GCP Cloud Storage signed URLs not expiring as expected when using Node.js

👀 Views: 193 đŸ’Ŧ Answers: 1 📅 Created: 2025-06-08
google-cloud-storage signed-urls node.js JavaScript

After trying multiple solutions online, I still can't figure this out... I can't seem to get I'm upgrading from an older version and I'm trying to generate signed URLs for accessing files in a GCP Cloud Storage bucket using the `@google-cloud/storage` library in Node.js, but I'm facing an issue where the signed URLs seem to not expire as expected. I configured the expiration time to be 1 hour, but when I test the generated URL after 2 hours, it still works, which is contrary to my expectation. Here's how I'm generating the signed URL: ```javascript const { Storage } = require('@google-cloud/storage'); const storage = new Storage(); const bucketName = 'my-bucket'; const fileName = 'example.txt'; const options = { version: 'v4', action: 'read', expires: Date.now() + 60 * 60 * 1000, // 1 hour in milliseconds }; async function generateSignedUrl() { const [url] = await storage .bucket(bucketName) .file(fileName) .getSignedUrl(options); console.log(`Generated signed URL: ${url}`); } generateSignedUrl(); ``` I also verified that the file permission is set correctly and that the signed URL generation is successful.
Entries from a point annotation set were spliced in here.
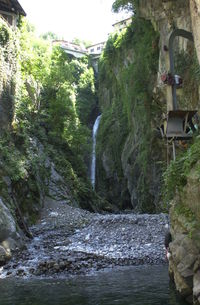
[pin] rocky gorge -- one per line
(53, 222)
(68, 241)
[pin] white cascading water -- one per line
(93, 164)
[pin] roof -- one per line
(129, 18)
(96, 44)
(11, 6)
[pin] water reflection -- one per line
(144, 285)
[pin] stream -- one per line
(141, 285)
(82, 258)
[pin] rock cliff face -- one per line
(184, 211)
(128, 149)
(119, 172)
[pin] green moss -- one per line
(127, 71)
(175, 177)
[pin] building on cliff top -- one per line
(10, 10)
(80, 51)
(71, 48)
(122, 24)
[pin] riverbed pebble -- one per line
(69, 240)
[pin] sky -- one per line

The URL looks something like this: ``` https://storage.googleapis.com/my-bucket/example.txt?GoogleAccessId=...&Expires=...&Signature=... ``` To troubleshoot, I've tried: 1. Regenerating the signed URL with different expiration times (like 10 minutes and 30 minutes) but the behavior remains the same. 2. Checking the bucket's IAM permissions, which seem fine as my service account has `Storage Object Viewer` role. 3. Looking at the documentation for any potential configuration issues but haven't found anything relevant. Is there a caching mechanism or any other setting that could be causing these signed URLs not to expire properly? Any insights would be greatly appreciated! Any pointers in the right direction? What's the best practice here? Is there a simpler solution I'm overlooking? I've been using Javascript for about a year now.